Mike was quiet, and inhaled some coffee, wincing because it was now cold as well as stale.
"So what are you going to suggest?" he asked at length.
Gaby shifted in her seat. "Oh, a combination of things. Some weird weather patterns, to punish them for what they've done to the planet's ecosystem. Perhaps a new disease, or a resurgence of an old scourge long since thought eradicated, to get them for their immorality and their smug complacency. Some mindless ethnic strife...unleash discontent among the underclass...I'm sure we'll come up with something.
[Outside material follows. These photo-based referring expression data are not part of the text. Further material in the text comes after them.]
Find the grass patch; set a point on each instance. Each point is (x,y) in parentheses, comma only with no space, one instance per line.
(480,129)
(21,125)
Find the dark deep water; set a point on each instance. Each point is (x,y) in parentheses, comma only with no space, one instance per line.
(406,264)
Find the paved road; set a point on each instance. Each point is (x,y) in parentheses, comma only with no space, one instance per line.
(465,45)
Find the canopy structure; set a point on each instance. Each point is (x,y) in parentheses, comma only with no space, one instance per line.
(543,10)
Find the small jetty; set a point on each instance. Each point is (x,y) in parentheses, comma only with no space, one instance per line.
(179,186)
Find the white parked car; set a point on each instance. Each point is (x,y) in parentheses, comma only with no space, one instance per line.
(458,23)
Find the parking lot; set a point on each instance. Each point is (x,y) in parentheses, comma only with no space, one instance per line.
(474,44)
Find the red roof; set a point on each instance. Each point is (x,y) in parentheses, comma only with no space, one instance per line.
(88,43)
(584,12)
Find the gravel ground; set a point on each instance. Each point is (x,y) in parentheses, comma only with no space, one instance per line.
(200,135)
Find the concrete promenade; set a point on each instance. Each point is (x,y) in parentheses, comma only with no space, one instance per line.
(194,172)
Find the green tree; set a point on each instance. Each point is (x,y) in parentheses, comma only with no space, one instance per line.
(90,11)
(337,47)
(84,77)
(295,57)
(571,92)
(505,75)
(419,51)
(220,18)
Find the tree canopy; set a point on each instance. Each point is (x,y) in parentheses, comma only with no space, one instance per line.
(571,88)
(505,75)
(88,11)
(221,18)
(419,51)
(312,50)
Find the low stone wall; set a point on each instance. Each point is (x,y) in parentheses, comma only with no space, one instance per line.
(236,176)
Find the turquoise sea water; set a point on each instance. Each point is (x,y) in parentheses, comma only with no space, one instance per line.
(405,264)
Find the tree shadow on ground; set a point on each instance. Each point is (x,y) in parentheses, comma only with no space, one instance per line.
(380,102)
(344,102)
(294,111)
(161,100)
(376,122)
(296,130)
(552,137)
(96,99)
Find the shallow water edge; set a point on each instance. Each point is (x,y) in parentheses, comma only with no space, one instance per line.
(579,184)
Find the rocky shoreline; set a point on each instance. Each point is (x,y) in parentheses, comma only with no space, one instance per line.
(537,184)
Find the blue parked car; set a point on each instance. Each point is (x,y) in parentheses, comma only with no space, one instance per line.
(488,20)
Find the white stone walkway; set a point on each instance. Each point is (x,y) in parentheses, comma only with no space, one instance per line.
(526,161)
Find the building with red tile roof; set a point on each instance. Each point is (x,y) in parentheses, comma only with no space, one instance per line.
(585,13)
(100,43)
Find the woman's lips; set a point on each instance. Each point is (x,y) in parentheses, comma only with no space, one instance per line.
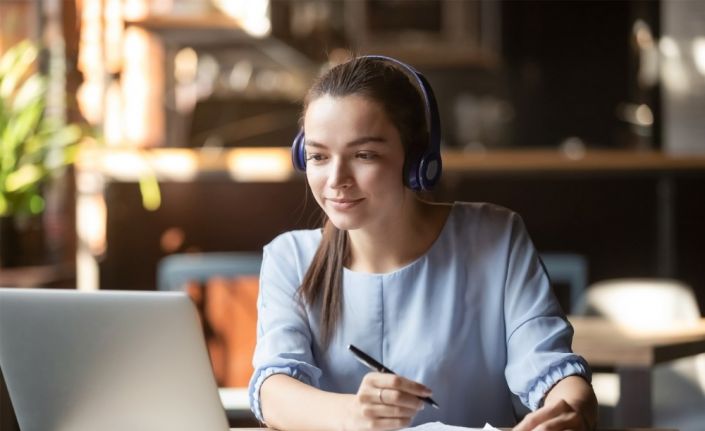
(343,204)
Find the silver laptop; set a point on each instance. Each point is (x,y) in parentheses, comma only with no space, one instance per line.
(108,360)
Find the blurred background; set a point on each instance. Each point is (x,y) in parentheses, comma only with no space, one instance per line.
(176,118)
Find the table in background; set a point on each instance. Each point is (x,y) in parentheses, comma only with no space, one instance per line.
(633,354)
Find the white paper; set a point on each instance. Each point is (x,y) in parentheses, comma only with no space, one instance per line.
(440,426)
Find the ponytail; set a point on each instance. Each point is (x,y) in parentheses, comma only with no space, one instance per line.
(323,282)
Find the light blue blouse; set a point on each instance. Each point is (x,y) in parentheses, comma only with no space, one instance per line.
(474,319)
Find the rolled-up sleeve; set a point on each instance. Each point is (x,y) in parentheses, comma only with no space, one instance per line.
(283,334)
(538,335)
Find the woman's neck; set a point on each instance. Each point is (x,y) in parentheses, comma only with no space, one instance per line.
(401,241)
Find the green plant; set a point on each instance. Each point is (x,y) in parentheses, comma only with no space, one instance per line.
(33,145)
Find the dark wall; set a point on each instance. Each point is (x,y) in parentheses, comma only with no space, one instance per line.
(571,65)
(611,219)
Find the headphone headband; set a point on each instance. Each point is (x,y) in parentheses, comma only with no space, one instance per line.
(422,173)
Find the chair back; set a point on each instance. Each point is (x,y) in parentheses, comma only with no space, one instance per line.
(224,287)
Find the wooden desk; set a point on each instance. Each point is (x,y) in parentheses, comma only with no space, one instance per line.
(504,429)
(633,354)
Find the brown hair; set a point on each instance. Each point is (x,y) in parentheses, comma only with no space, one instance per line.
(384,83)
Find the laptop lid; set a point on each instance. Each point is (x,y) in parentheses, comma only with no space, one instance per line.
(108,360)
In fact, simply withdrawing all aid might do the trick."
"You mean like those petty embargoes they seem so fond of?"
"Precisely. Once they get a taste of how truly insignificant they are, they might realize what they've squandered. People who recover from near-death experiences know the feeling...unfortunately, it's a little too difficult to bring an entire civilization through a 'near-death' experience. They simply don't agree enough to have it make a difference. Why, I'd go so far as to bet that they'd be disagreeing over the sort of experience they'd had. They take too much interest in celebrating their differences--be it religious, ethnic, racial, or even among siblings. They have turned the natural instinct for self-preservation into an art form, calling self-centeredness unique and promoting it as the highest form of virtue! Mike, please, let's not debate it further--they've proven their worth. We adjust other populations when they get out of whack--this is really no different."
Mike remained unconvinced. "But wholesale eradication--? For pity's sake, Gaby--"
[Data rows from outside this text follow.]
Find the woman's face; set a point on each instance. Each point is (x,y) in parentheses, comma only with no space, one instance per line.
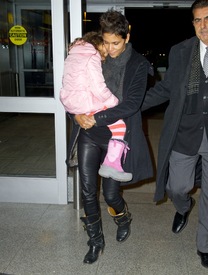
(103,52)
(114,44)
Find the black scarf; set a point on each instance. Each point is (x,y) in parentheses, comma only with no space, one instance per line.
(114,70)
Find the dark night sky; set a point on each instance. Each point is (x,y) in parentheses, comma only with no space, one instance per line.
(153,29)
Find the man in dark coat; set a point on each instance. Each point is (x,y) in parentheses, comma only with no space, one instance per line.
(184,135)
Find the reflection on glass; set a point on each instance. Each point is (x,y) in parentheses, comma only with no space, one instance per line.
(27,145)
(37,53)
(26,69)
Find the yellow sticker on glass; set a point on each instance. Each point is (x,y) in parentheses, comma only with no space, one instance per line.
(18,35)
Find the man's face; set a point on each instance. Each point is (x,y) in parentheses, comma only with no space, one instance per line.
(114,44)
(200,23)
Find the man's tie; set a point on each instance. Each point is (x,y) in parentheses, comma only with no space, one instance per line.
(205,63)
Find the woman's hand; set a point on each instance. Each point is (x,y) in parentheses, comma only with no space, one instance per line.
(85,121)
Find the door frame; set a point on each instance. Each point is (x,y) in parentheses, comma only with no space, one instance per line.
(37,189)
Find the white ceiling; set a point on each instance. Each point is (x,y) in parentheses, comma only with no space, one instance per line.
(103,5)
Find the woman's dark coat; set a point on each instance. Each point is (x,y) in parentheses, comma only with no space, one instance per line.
(138,160)
(173,89)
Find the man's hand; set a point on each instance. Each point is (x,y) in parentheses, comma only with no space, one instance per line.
(85,121)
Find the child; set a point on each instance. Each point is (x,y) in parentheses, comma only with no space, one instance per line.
(84,92)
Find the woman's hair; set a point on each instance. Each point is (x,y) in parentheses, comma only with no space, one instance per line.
(94,38)
(114,22)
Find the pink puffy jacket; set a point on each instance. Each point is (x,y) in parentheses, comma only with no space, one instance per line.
(83,86)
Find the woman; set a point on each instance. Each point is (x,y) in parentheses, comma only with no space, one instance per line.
(125,73)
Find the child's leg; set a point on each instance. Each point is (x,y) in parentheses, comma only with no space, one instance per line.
(111,166)
(118,129)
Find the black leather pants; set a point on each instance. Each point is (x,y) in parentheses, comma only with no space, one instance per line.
(91,154)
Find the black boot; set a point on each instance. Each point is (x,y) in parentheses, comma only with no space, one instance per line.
(96,242)
(123,220)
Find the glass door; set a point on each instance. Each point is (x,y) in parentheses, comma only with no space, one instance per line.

"They have done no less, to others far less offensive, in the name of Progress," she reminded him. "They have transgressed the laws by which all other living things must abide. They must be punished." Then she sighed, and hefted her satchel over her shoulder as she rose from the table. "I just hope the boss will see it that way. He has this little problem about second chances..."
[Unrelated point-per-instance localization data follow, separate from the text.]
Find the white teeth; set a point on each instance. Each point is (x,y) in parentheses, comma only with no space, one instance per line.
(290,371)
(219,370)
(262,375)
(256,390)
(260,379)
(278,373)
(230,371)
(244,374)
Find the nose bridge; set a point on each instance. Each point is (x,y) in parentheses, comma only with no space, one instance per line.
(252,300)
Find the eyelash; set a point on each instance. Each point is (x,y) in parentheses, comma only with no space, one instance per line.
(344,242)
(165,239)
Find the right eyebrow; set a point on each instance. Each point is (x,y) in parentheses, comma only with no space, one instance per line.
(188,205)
"You know the whole saurian episode still bothers him," Mike confided as he dropped a few coins onto the tray for the waitress who was eyeing them as she languidly made a futile attempt to clean one of the tables across the room.
"That was a gross miscalculation of scale," Gaby replied, "and if he'd listened to me then, well--"
"Don't be sanctimonious," Mike grumbled. He paused to gaze at the slabs of pie revolving slowly inside a glass display case next to the register, and heaved a wistful sigh.
"I'm really going to miss pecan pie," he decided.
Gaby cast him a disgusted sneer, then reached her hand through the glass and pulled out an entire pie, which she placed in his fingers with a firm flourish.
"Make it last," she advised, and they sauntered out into the fog-enshrouded night.